In a Forbes article, Kevin Hrusovsky, CEO of Quanterix is quoted making a distinction between “healthcare” and “sick care.” His point is that in most cases, we wait until a patient gets sick — showing symptoms — and then test to determine the cause. He cites the example of testing for the protein troponin to determine whether or not a patient has just had a heart attack. The levels of this biomarker are very high after a heart attack and is relatively easy to detect. Quanterix researchers believe that it is more helpful to detect troponin in patients who appear to be healthy, to allow early detection and treatment of heart damage. Thus the difference between healthcare and “sick care.”

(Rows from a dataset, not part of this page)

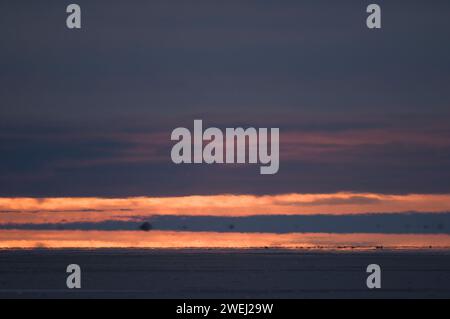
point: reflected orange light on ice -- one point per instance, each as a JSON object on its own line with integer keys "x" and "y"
{"x": 96, "y": 209}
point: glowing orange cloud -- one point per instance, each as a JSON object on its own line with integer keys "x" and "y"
{"x": 59, "y": 210}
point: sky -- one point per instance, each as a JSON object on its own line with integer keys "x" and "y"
{"x": 86, "y": 115}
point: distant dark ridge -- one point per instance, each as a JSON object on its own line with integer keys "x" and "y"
{"x": 395, "y": 223}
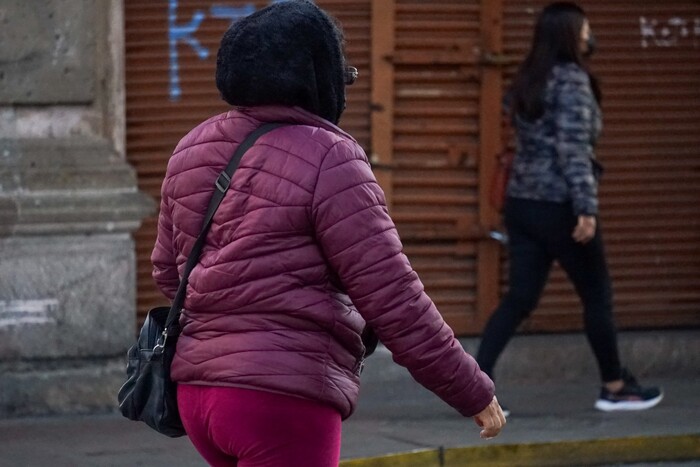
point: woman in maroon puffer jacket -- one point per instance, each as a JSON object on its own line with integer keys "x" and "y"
{"x": 301, "y": 254}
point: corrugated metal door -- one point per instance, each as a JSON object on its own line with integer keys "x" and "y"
{"x": 170, "y": 59}
{"x": 649, "y": 65}
{"x": 426, "y": 90}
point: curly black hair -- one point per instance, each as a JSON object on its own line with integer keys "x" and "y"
{"x": 289, "y": 53}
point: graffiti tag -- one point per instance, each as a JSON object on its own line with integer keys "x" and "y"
{"x": 670, "y": 33}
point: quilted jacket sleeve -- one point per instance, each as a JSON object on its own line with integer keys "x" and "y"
{"x": 574, "y": 123}
{"x": 361, "y": 243}
{"x": 163, "y": 256}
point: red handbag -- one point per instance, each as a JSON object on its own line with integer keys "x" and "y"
{"x": 499, "y": 180}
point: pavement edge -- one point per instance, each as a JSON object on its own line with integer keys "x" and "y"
{"x": 562, "y": 453}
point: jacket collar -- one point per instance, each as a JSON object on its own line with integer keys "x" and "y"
{"x": 296, "y": 115}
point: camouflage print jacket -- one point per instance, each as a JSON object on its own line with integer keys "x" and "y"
{"x": 554, "y": 156}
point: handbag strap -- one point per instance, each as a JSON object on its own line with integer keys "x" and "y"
{"x": 221, "y": 186}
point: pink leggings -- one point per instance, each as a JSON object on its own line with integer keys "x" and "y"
{"x": 246, "y": 428}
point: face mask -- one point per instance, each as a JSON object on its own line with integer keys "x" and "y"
{"x": 590, "y": 46}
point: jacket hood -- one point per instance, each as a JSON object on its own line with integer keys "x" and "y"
{"x": 289, "y": 53}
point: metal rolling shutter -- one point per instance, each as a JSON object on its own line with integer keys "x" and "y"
{"x": 435, "y": 150}
{"x": 649, "y": 66}
{"x": 156, "y": 121}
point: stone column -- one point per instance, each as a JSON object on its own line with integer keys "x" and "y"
{"x": 68, "y": 205}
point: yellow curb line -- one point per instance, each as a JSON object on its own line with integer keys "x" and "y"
{"x": 562, "y": 453}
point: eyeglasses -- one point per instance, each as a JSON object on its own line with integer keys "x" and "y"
{"x": 350, "y": 75}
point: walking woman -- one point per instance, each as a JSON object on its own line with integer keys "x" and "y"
{"x": 301, "y": 254}
{"x": 551, "y": 210}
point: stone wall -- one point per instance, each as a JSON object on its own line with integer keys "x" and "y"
{"x": 68, "y": 204}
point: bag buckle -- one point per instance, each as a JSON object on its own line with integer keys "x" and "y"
{"x": 160, "y": 346}
{"x": 223, "y": 182}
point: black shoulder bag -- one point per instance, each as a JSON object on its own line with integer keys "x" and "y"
{"x": 149, "y": 395}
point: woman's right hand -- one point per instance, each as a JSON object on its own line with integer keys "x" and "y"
{"x": 491, "y": 420}
{"x": 585, "y": 229}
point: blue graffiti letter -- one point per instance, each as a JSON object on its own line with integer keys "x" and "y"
{"x": 182, "y": 33}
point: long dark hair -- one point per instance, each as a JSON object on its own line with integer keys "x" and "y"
{"x": 289, "y": 53}
{"x": 556, "y": 40}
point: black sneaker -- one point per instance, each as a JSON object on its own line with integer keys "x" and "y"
{"x": 632, "y": 396}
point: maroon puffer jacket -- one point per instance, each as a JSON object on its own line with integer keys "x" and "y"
{"x": 300, "y": 253}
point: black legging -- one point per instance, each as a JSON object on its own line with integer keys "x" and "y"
{"x": 540, "y": 232}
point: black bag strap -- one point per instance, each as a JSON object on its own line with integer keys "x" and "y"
{"x": 221, "y": 187}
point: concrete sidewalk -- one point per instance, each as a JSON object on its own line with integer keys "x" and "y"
{"x": 398, "y": 423}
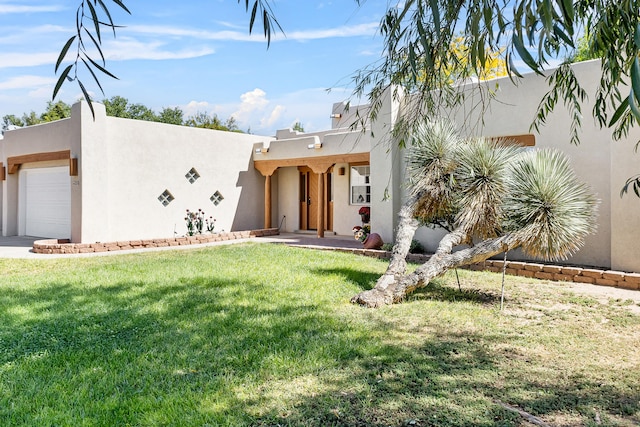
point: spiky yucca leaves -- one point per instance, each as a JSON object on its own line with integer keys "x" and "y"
{"x": 482, "y": 176}
{"x": 548, "y": 207}
{"x": 430, "y": 168}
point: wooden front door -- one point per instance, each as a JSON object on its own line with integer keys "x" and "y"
{"x": 309, "y": 200}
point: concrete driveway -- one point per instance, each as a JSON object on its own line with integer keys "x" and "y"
{"x": 17, "y": 247}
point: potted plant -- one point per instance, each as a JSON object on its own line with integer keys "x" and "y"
{"x": 369, "y": 240}
{"x": 365, "y": 214}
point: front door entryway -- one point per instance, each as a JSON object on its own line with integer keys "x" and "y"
{"x": 310, "y": 199}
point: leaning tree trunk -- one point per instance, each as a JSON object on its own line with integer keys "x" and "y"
{"x": 407, "y": 226}
{"x": 443, "y": 260}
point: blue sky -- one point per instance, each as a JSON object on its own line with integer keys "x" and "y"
{"x": 199, "y": 56}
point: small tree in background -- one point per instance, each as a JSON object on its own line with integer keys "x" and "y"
{"x": 491, "y": 197}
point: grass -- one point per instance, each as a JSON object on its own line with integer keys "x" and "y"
{"x": 264, "y": 335}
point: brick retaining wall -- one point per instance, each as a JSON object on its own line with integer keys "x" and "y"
{"x": 551, "y": 272}
{"x": 54, "y": 246}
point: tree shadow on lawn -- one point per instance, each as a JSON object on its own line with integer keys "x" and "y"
{"x": 364, "y": 278}
{"x": 438, "y": 289}
{"x": 201, "y": 350}
{"x": 453, "y": 380}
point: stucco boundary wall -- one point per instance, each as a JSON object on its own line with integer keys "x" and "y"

In order to for this to work, however, we need a technology that can detect minute amounts of a protein, at levels 1,000 to 10,000 times lower than found by current test methods. The system must be fast and inexpensive. And it has to be able to detect thousands of different biomarker proteins. Quanterix has developed a system that they believe meets these requirements, called Simoa. The system works by using nano-sized magnetic beads. The beads are coated with antibodies specific to the target protein. If a protein is captured by the bead, another antibody with a fluorescent component attaches itself to the protein. The beads are then drawn into a substrate with tiny wells, each just large enough for a single bead. Excess beads are washed off and the substrate is coated with a layer of oil, and then the fluorescent molecules are activated. The resulting light emissions can be accurately and quickly detected.
Only a tiny blood sample is required to test for hundreds of biomarkers, as few molecules are needed to produce a reading. The entire process can be automated for speed and accuracy. The system has the potential to revolutionize how we detect and treat disease and other conditions, with the potential for more effective approaches and better outcomes at lower cost. The part of this system that I find particularly interesting is that at some point in the future, the entire system could be built in a “lab on a chip” that could be embedded under your skin, and provide a full-time watch for certain biomarkers that could signal a potentially dangerous condition before it becomes a difficult problem.